To test the strength of this second theory, Charbel Habchi of Lebanon’s Notre Dame University-Louaize, and Mohammad Jawed of the University of California, Los Angeles, recreated the spiders’ flight using virtual simulations. In a simplified model, the duo replaced spiders with small spheres, which they attached to varying numbers of closely spaced vertical threads. 

The researchers considered how ballooning behavior might change when they varied the number of threads. They also examined the effects of distributing electrical charge uniformly throughout the threads, versus concentrating charge at the threads’ tips. 

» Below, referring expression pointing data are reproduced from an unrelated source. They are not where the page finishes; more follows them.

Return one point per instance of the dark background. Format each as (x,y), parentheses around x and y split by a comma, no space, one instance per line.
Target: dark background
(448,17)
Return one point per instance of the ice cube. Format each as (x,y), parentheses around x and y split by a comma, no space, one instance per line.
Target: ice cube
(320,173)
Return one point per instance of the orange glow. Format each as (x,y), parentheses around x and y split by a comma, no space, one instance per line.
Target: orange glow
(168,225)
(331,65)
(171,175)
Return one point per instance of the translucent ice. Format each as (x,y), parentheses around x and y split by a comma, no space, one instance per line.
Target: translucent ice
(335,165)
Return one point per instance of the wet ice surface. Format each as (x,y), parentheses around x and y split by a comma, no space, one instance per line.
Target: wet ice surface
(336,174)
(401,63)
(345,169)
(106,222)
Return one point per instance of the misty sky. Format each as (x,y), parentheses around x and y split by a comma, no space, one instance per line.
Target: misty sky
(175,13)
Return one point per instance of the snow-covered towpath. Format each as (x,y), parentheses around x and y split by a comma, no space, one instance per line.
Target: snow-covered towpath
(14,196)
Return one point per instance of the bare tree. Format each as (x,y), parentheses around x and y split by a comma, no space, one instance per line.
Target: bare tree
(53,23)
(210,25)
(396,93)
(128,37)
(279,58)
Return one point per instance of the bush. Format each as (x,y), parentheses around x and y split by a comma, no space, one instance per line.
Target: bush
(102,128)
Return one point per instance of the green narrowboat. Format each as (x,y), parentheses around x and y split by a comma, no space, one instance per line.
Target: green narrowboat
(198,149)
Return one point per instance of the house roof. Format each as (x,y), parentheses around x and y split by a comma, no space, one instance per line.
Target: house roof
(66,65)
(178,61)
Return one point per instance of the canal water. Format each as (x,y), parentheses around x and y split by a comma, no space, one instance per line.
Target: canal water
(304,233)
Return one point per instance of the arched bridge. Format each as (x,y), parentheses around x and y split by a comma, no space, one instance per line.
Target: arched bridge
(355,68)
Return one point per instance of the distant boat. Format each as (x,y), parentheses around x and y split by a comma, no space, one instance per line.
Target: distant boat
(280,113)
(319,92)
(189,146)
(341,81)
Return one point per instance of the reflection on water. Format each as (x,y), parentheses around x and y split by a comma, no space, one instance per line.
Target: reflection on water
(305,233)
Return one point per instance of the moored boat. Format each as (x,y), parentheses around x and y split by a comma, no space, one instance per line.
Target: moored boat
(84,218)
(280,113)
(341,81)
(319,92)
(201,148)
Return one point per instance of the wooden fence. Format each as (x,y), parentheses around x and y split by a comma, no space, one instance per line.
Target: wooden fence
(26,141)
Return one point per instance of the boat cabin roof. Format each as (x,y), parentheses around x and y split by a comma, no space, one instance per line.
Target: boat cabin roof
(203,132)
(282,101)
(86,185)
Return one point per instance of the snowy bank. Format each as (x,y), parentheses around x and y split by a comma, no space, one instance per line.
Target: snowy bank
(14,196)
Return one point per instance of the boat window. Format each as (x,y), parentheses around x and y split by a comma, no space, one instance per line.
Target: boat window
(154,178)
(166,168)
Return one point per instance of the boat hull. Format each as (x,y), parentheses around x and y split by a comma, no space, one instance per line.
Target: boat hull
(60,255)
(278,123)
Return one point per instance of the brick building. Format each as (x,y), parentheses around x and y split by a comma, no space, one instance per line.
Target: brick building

To ensure accuracy in their simulations, they incorporated an algorithm widely used in Hollywood movies to animate fur and hair. They also combined this with a second algorithm that could recreate the viscous forces imparted on spiders and threads as they move through the air.

Riding the field

In each of the scenarios they considered, Habchi and Jawed’s simulations showed that electrostatic interactions caused the sphere to accelerate upward from the ground. At the same time, the initially straight threads repelled each other because they had similar charges. This caused them to rapidly bend and spread out, preventing them from tangling.  

As time progressed, Habchi and Jawed found that drag caused by air resistance counteracted the lifting forces. Eventually, the virtual spiders settled into a steady upward velocity of roughly 8.5 centimeters per second. This closely matched the results of experiments involving real spiders, where a controlled electrical field triggered ballooning. 

The duo found that electrostatic forces alone were enough for smaller spiders to balloon. The mechanism even allows the animals to control their speeds by varying the number and length of their threads. When moving in a stronger breeze, this technique could help them change altitude. 

The big picture 

Reliable mechanisms for moving through the air are particularly important in atmospheric science. At higher altitudes, satellites and aircraft can monitor the diverse and ever-changing properties of the Earth’s atmosphere. But these devices have their limitations. Satellites cannot measure the properties of the atmosphere directly, while aircraft move too quickly to gather information on smaller scales. 

By recreating the ballooning mechanisms used by spiders, Habchi and Jawed hope that researchers could design new monitoring techniques where single, tiny sensors are attached to specialized arrangements of artificial threads. This could allow the instruments to balloon at carefully controlled speeds and altitudes, all while collecting useful data. 

If achieved, this technique could pave the way for new capabilities in atmospheric monitoring. Researchers might be able to probe factors including temperature, wind speed, humidity, and chemical composition in unprecedented detail.